Evelyn McFarlane, highway safety plan coordinator for the AOT safety office, said the state had seen a reduction in the number of fatal crashes where speed had been a factor. In 2019, about 30% of the fatal crashes were believed to have involved speeding.

McFarlane said about half of the fatalities were motorists who were not wearing seat belts.

“We know that over 90% of the crashes are caused by human behavior, poor choices on the road,” she said. “I think we would give credit back to Vermonters who are driving on the roads or others who are driving on Vermont roads. People are making better choices,” she said.

AOT approaches its safety efforts with what McFarlane calls the four E’s: engineering, enforcement, education and emergency response.

Thomas said as much as the troopers of the VSP want to reduce fatal crashes, it’s a partnership between drivers and emergency responders.

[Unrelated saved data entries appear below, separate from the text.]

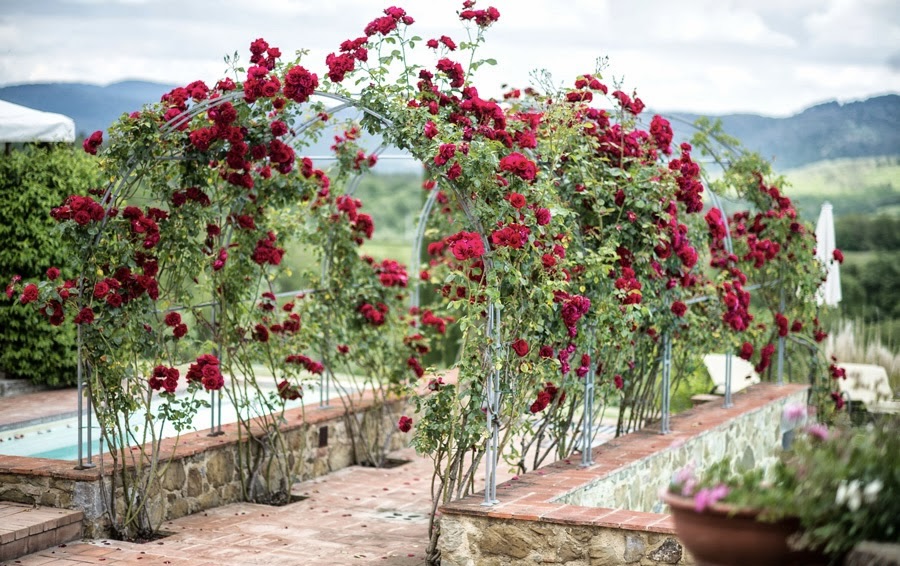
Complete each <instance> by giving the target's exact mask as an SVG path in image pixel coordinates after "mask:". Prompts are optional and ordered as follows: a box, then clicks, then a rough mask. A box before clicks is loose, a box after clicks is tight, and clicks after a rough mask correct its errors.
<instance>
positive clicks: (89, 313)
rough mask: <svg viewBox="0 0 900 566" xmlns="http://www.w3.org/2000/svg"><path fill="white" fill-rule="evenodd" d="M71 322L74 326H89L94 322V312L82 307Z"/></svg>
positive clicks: (89, 308) (75, 315)
mask: <svg viewBox="0 0 900 566" xmlns="http://www.w3.org/2000/svg"><path fill="white" fill-rule="evenodd" d="M73 322H74V323H75V324H91V323H92V322H94V311H93V310H91V308H90V307H84V308H83V309H81V311H80V312H79V313H78V314H77V315H75V320H74V321H73Z"/></svg>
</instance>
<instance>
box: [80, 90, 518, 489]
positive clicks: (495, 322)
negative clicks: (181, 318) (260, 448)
mask: <svg viewBox="0 0 900 566" xmlns="http://www.w3.org/2000/svg"><path fill="white" fill-rule="evenodd" d="M313 96H321V97H323V98H327V99H331V100H336V101H338V102H340V103H341V104H339V105H338V106H337V107H334V108H332V109H330V110H331V112H332V113H333V112H339V111H341V110H344V109H347V108H355V109H356V110H359V111H362V112H363V113H365V114H367V115H369V116H371V117H373V118H375V119H377V120H379V121H380V122H381V123H382V124H383V125H385V126H386V127H388V128H390V127H392V126H393V121H392V120H390V119H389V118H387V117H386V116H385V115H384V114H381V113H379V112H376V111H374V110H372V109H370V108H367V107H365V106H362V105H360V104H359V103H358V101H355V100H353V99H352V98H350V97H348V96H344V95H339V94H334V93H329V92H323V91H318V90H317V91H314V93H313ZM242 97H243V90H242V89H236V90H234V91H232V92H229V93H227V94H223V95H221V96H218V97H216V98H213V99H206V100H204V101H202V102H200V103H197V104H193V105H192V106H191V107H190V108H189V109H187V110H186V111H184V112H182V113H180V114H178V115H177V116H175V117H173V118H172V119H170V120H169V121H168V122H166V123H165V124H163V125H162V126H160V133H161V135H162V136H163V137H166V136H169V135H171V134H173V133H175V132H176V131H178V130H179V129H180V128H181V127H183V126H186V125H187V124H189V123H190V122H191V120H192V119H193V118H194V117H195V116H197V115H199V114H201V113H203V112H205V111H208V110H209V109H211V108H215V107H217V106H221V105H223V104H225V103H227V102H231V101H235V100H239V99H241V98H242ZM318 121H319V118H318V117H317V118H314V119H308V120H307V121H305V122H304V123H302V124H301V125H300V126H299V127H298V128H297V129H296V130H295V131H294V132H293V133H292V135H291V136H290V137H289V138H286V141H287V143H290V142H293V141H294V140H295V139H297V138H298V137H299V136H300V135H301V134H302V133H303V132H305V131H306V130H307V129H309V128H310V127H312V126H313V125H314V124H315V123H316V122H318ZM385 148H386V144H382V145H381V146H379V148H378V149H377V150H376V155H379V154H380V153H381V152H383V151H384V149H385ZM403 158H406V157H405V156H403ZM409 158H412V159H414V158H415V156H410V157H409ZM170 159H171V160H182V159H186V158H185V157H183V156H176V155H171V156H168V157H160V158H158V160H159V161H163V160H170ZM138 165H139V164H138V163H137V161H136V160H131V161H129V162H128V163H127V164H126V168H125V169H124V170H123V173H122V174H121V175H120V176H119V177H118V179H117V180H115V181H113V182H111V183H110V184H109V185H108V186H107V188H106V190H105V191H104V194H103V197H102V201H101V202H102V203H103V204H104V206H105V210H106V211H107V212H108V211H109V209H110V208H111V207H112V202H113V201H114V200H115V199H116V197H117V196H118V195H119V194H120V193H121V191H122V190H124V188H125V187H126V186H128V185H130V184H131V182H133V175H134V173H135V171H136V170H137V168H138ZM361 175H362V174H360V175H358V176H357V177H356V178H354V180H353V181H351V189H350V190H349V191H348V192H347V193H346V194H348V195H349V194H353V192H355V190H356V188H357V187H358V184H359V182H360V179H361ZM451 187H452V189H453V191H454V192H455V193H457V196H459V190H458V189H457V188H456V187H455V186H453V184H452V183H451ZM437 192H438V191H436V190H435V191H433V192H432V194H431V195H430V196H429V198H428V199H427V200H426V203H425V205H424V206H423V210H422V211H421V213H420V218H419V222H418V226H417V231H416V240H415V244H414V250H413V254H415V256H414V261H413V262H412V264H413V265H415V266H418V265H419V257H420V256H421V246H422V244H423V241H424V231H425V226H426V225H427V221H428V219H429V217H430V214H431V212H432V209H433V207H434V203H435V201H436V197H437ZM458 200H459V201H460V202H461V203H462V208H463V210H464V213H465V215H466V218H467V220H468V221H469V223H470V225H471V226H472V228H473V229H475V230H477V231H478V233H479V235H480V237H481V238H482V242H483V244H484V245H485V249H487V248H488V240H487V236H486V235H485V233H484V230H483V228H482V227H481V226H480V223H479V222H478V221H477V219H476V217H475V216H474V215H473V214H472V211H471V210H470V209H469V208H468V207H467V206H466V204H465V199H462V198H460V199H458ZM108 218H109V216H108V215H104V218H103V221H102V223H101V225H100V227H99V230H98V234H97V236H96V237H95V239H94V242H93V244H92V246H91V248H93V247H95V246H96V245H97V244H98V243H99V241H100V238H101V237H102V233H103V231H104V229H105V227H106V225H107V222H108ZM229 237H230V236H229ZM86 253H89V252H86ZM86 259H87V256H85V258H84V260H85V261H86ZM326 263H327V259H325V260H323V266H322V269H323V270H325V269H327V264H326ZM484 264H485V269H491V268H492V262H491V261H490V258H485V262H484ZM82 275H83V274H82ZM82 279H83V277H82ZM419 285H420V283H419V282H418V281H416V283H415V286H414V289H413V293H412V294H411V295H412V296H411V301H412V302H413V304H414V305H416V306H417V305H418V303H419ZM204 305H205V306H211V307H212V308H213V315H212V319H211V320H212V321H213V324H215V322H214V320H215V308H216V306H217V303H216V302H215V301H211V302H210V303H204V304H203V305H199V306H204ZM196 306H198V305H195V307H196ZM184 308H191V307H176V309H175V310H180V309H184ZM488 308H489V311H490V316H489V317H488V320H487V325H486V334H487V335H489V336H492V338H493V340H492V341H493V347H492V348H489V349H487V350H486V351H485V362H486V363H488V364H490V365H491V366H493V364H492V363H491V362H492V359H493V357H494V356H496V355H497V353H496V351H497V350H499V349H500V348H501V347H502V345H501V344H500V340H499V328H500V312H499V310H498V309H497V308H496V307H495V305H494V304H493V302H489V304H488ZM79 330H80V329H79ZM83 348H84V343H83V340H82V336H81V332H79V333H78V348H77V350H78V365H77V373H78V375H77V381H78V391H79V397H78V466H76V469H83V468H87V467H93V466H94V464H93V463H92V450H91V438H90V435H91V430H92V425H91V415H92V413H93V411H92V407H91V398H92V393H91V388H90V382H87V384H85V379H84V377H85V375H84V374H85V373H89V371H90V368H85V367H84V366H85V364H84V354H83ZM492 352H493V353H492ZM486 385H487V388H486V396H485V404H486V407H487V413H488V425H487V428H488V431H489V435H490V440H489V442H488V445H487V447H486V456H487V472H486V478H487V479H488V480H489V485H490V486H492V488H491V489H489V490H487V491H486V497H485V501H486V504H490V505H493V504H495V503H497V499H496V472H497V460H498V454H497V451H498V443H499V426H498V422H497V420H496V419H497V416H498V415H499V407H500V375H499V371H498V370H493V371H492V372H491V375H490V377H489V378H488V380H487V384H486ZM85 388H86V389H87V395H86V396H87V414H86V415H85V410H84V407H83V406H82V397H83V396H84V394H83V392H84V390H85ZM212 400H213V403H214V404H215V398H213V399H212ZM221 414H222V399H221V393H220V394H219V398H218V417H219V418H218V424H217V423H216V418H215V417H216V415H215V411H213V412H212V415H211V418H212V423H211V426H210V435H218V434H222V431H221V426H222V422H221V421H222V417H221ZM85 419H86V421H87V429H88V456H87V462H84V459H83V449H84V446H83V437H82V436H83V435H82V429H83V426H84V425H83V423H84V422H85Z"/></svg>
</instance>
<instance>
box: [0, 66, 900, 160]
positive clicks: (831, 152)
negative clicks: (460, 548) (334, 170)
mask: <svg viewBox="0 0 900 566" xmlns="http://www.w3.org/2000/svg"><path fill="white" fill-rule="evenodd" d="M173 87H174V85H165V84H160V83H151V82H143V81H124V82H119V83H113V84H111V85H109V86H105V87H104V86H97V85H90V84H81V83H46V84H24V85H15V86H7V87H0V100H7V101H10V102H14V103H16V104H22V105H24V106H29V107H31V108H36V109H38V110H45V111H48V112H58V113H60V114H65V115H67V116H70V117H71V118H72V119H74V120H75V129H76V132H77V133H78V134H80V135H87V134H90V133H91V132H93V131H95V130H105V129H106V128H108V127H109V125H110V124H112V123H113V122H114V121H115V120H116V119H117V118H119V116H121V115H122V114H123V113H125V112H132V111H134V110H138V109H139V108H141V107H142V106H143V105H144V104H147V103H152V102H156V101H158V100H159V98H160V96H162V95H163V94H164V93H166V92H168V91H169V90H171V89H172V88H173ZM659 113H660V114H663V115H664V116H669V117H671V118H678V119H680V120H686V121H688V122H693V121H694V120H696V119H697V118H698V117H699V116H700V115H699V114H691V113H684V112H659ZM711 117H713V118H719V119H721V120H722V125H723V127H724V130H725V131H726V132H727V133H728V134H730V135H732V136H734V137H736V138H738V139H739V140H741V142H742V143H743V144H744V145H745V146H746V147H748V148H750V149H752V150H754V151H758V152H759V153H761V154H762V155H763V157H766V158H769V159H772V160H773V161H774V164H775V167H776V169H778V170H780V171H784V170H787V169H791V168H796V167H801V166H803V165H806V164H809V163H815V162H817V161H821V160H825V159H840V158H850V157H877V156H893V155H900V95H897V94H889V95H884V96H878V97H874V98H869V99H867V100H862V101H857V102H848V103H845V104H839V103H837V102H826V103H824V104H819V105H816V106H813V107H811V108H808V109H806V110H804V111H803V112H801V113H799V114H795V115H794V116H789V117H787V118H772V117H766V116H759V115H755V114H727V115H723V116H711ZM673 127H674V128H675V130H676V135H677V136H678V137H684V138H688V137H690V136H691V134H692V131H691V128H690V127H689V126H687V125H685V124H682V123H679V122H678V121H675V120H673ZM329 144H330V140H325V143H324V144H317V146H318V145H323V147H314V148H311V150H310V151H311V152H313V153H324V152H327V149H328V145H329ZM391 153H396V151H392V152H391ZM383 165H385V166H386V165H387V163H384V164H383ZM397 165H399V164H397ZM409 165H410V167H408V168H410V169H411V168H412V166H411V164H409ZM379 168H381V167H379ZM404 168H406V167H404Z"/></svg>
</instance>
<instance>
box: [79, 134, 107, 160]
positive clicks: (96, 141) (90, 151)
mask: <svg viewBox="0 0 900 566" xmlns="http://www.w3.org/2000/svg"><path fill="white" fill-rule="evenodd" d="M102 144H103V132H102V131H100V130H97V131H96V132H94V133H93V134H91V135H90V137H88V138H87V139H85V140H84V141H83V142H82V143H81V147H82V148H84V151H86V152H87V153H90V154H91V155H97V150H98V149H99V148H100V145H102Z"/></svg>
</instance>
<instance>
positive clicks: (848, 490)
mask: <svg viewBox="0 0 900 566" xmlns="http://www.w3.org/2000/svg"><path fill="white" fill-rule="evenodd" d="M878 489H881V487H880V486H879V487H878ZM834 502H835V503H836V504H838V505H843V504H844V503H846V504H847V508H848V509H850V510H851V511H856V510H857V509H859V508H860V506H861V505H862V494H861V493H860V491H859V480H853V481H851V482H850V483H849V484H848V483H847V482H846V481H842V482H841V485H839V486H838V492H837V496H836V497H835V498H834Z"/></svg>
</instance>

Speeding, aggressive driving, seatbelt use, driving without distractions or impairment, are all choices drivers can make, McFarlane said.

McFarlane said one factor that helped keep the overall number low was an unusually small number in the first quarter of four fatalities. It’s the lowest number in the first quarter going back to 2012 although there were five in the first quarter of 2015.

For the last quarter, however, there were more crash deaths at 21, than any quarter going back to 2012.

Another bright spot for Vermont was that despite the reputation for Thanksgiving, Christmas and New Year’s Eve as high travel days, no fatal crashes were reported in the state on any of those holidays last year.

McFarlane said Vermont has been seeing a downward trend overall since goals were set in a 2004 Highway Safety Plan to reduce the number of major crashes. Since 2004, the number has decreased by 25.7%. A goal of reducing those crashes by 10% was set in 2011 but by 2016, the number was actually reduced by 15%.